2010/10/6 Robin Gareus <robin(a)gareus.org>rg>:
On 10/06/10 13:57, Andrew C wrote:
Actually, I could've sworn that the SID had 3
voices with independent
oscillators and a 4th sort of 'audio' channel due to some sort of
memory glitch or such? I'm not sure of the specifics.
Andrew.
The trick was/is to output noise through one of the voices and use the
master-output gain to 'fake' PCM. I guess that's how "Cubase64"
works.
From the white paper:
"The Commodore 64 has a sound chip that wasn't designed for
playing samples. Since there's not much available memory,
they did not intend the SID chip to play samples - 64kB with
8kHz sample rate will give you a some 8 seconds of sound to
play. There was no need for sample playback.
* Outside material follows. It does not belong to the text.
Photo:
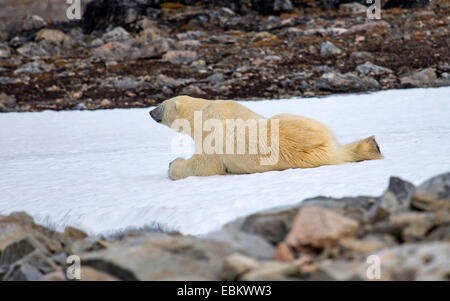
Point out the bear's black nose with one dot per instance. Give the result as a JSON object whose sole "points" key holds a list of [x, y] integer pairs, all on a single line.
{"points": [[155, 114]]}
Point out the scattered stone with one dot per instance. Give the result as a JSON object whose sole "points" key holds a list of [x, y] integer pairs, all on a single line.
{"points": [[7, 102], [20, 248], [170, 257], [395, 199], [112, 50], [216, 78], [118, 34], [193, 90], [367, 28], [180, 56], [418, 262], [90, 274], [54, 276], [32, 50], [155, 49], [35, 67], [272, 270], [71, 233], [245, 243], [128, 83], [328, 48], [319, 228], [338, 82], [235, 265], [415, 225], [105, 103], [338, 270], [5, 52], [55, 37], [353, 8], [422, 78], [437, 187], [362, 55], [371, 69]]}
So, we have to fool the SID chip to play samples, even
though it only has the means of playing either a continuous
triangle waveform, sawtooth waveform, pulse-width waveform
or noise waveform. This is done by using the triangle
waveform, resetting the oscillator with an undocumented testbit
originally implemented for factory testing, setting the
accumulator frequency to change the increment speed of the
accumulator, and then after an exact number of clock cycles
enable the triangle waveform output just briefly, practically
emulating a sample-and-hold filter that will keep the analog
output fixed at a certain voltage."
Reminds me of the Amstrad CPC version of Codemasters "Super Robin
Hood" (an 8bit platform game whose aim was to rescue Maid Marrion from
Nottingham Castle) in which the sampled voice of Maid Marion could be
heard to say "Shave me Robin Hood!" Incidently, I used to love the
music to Codemaster's "Grand Prix Simulator".